Common Mistakes to Avoid
- Spending hero shards or Lucky Wheel spins outside Hero Development stages. Single largest preventable loss in the event. Forfeits 4,000–90,000 event points per resource.
- Finishing major construction or research the day before Power Boost. The points are lost. Bank the project; start it on the stage.
- Direct max-tier training without pre-trained promotion inventory. Leaves significant points-per-speedup-minute on the table during Train Troops.
- Running speedups freely on Day 7. Every minute of speedup spent during this stage scores 300 points. Plan your speedup applications so they consume during the stage, on actions long enough to absorb their full duration.
- Spending Hero Gear Essence Stones and Widgets ahead of Day 5. These are the highest-yield Power Boost items and should be reserved for the dedicated stage.
- Banking construction or research for Day 6. In the 7-day format, Day 6 only scores Chief Gear.

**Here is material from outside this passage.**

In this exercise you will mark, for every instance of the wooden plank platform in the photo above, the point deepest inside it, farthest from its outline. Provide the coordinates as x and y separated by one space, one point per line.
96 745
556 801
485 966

Construction and research power do not count. Banked projects belong on Day 1, Day 4 (research only), or Day 5.
- Ignoring milestone tiers in pursuit of leaderboard rank. The four tiers per stage are easier to clear and pay reliably; rank rewards are competitive and per-stage.
- Skipping the threshold. Stage Ranking eligibility cuts off below the ~50,000-point line. If a stage is contested and you are sitting at 45,000 with the day closing, push the last 5,000 — even with low-yield filler actions, the rank rewards above the threshold typically more than justify the effort.
- Carrying stockpile across the SVS boundary. Once your state enters SVS, HoC is gone for good. A stockpile saved for the HoC cycle that never comes is wasted.
Summary Checklist
Pre-event (start ~2 weeks out):
- Stop using hero shards
- Stop using Lucky Wheel spins
- Stockpile speedups across all categories
- Save Hero Gear Essence Stones and Widgets
- Save Chief Gear upgrade materials
- Pre-train large batch of one-below-max troops
- Bank a heavy construction project (for Day 1)
- Bank a heavy research project (separate; primary deployment Day 1, with overflow for Day 4)
- Confirm hero ascension carry materials are aligned with shard inventory
During event (7-day format):
- Day 1 — Fire banked construction/research
- Day 2 — Lucky Wheel + heavy shard spend; gather in background
- Day 3 — Promote first; switch to direct training when stockpile depletes
- Day 4 — Fire any second banked research; run gathering marches on cooldown
- Day 5 — Spend all Hero Gear Essence Stones and Widgets; run any leftover banked construction/research
- Day 6 — Spend all Chief Gear upgrade materials
- Day 7 — Spend remaining speedups during the stage on long-absorbing actions; spend remaining shards
Cycle repeats roughly every 14 days until SVS opens, at which point Hall of Chiefs is replaced by King of Icefield.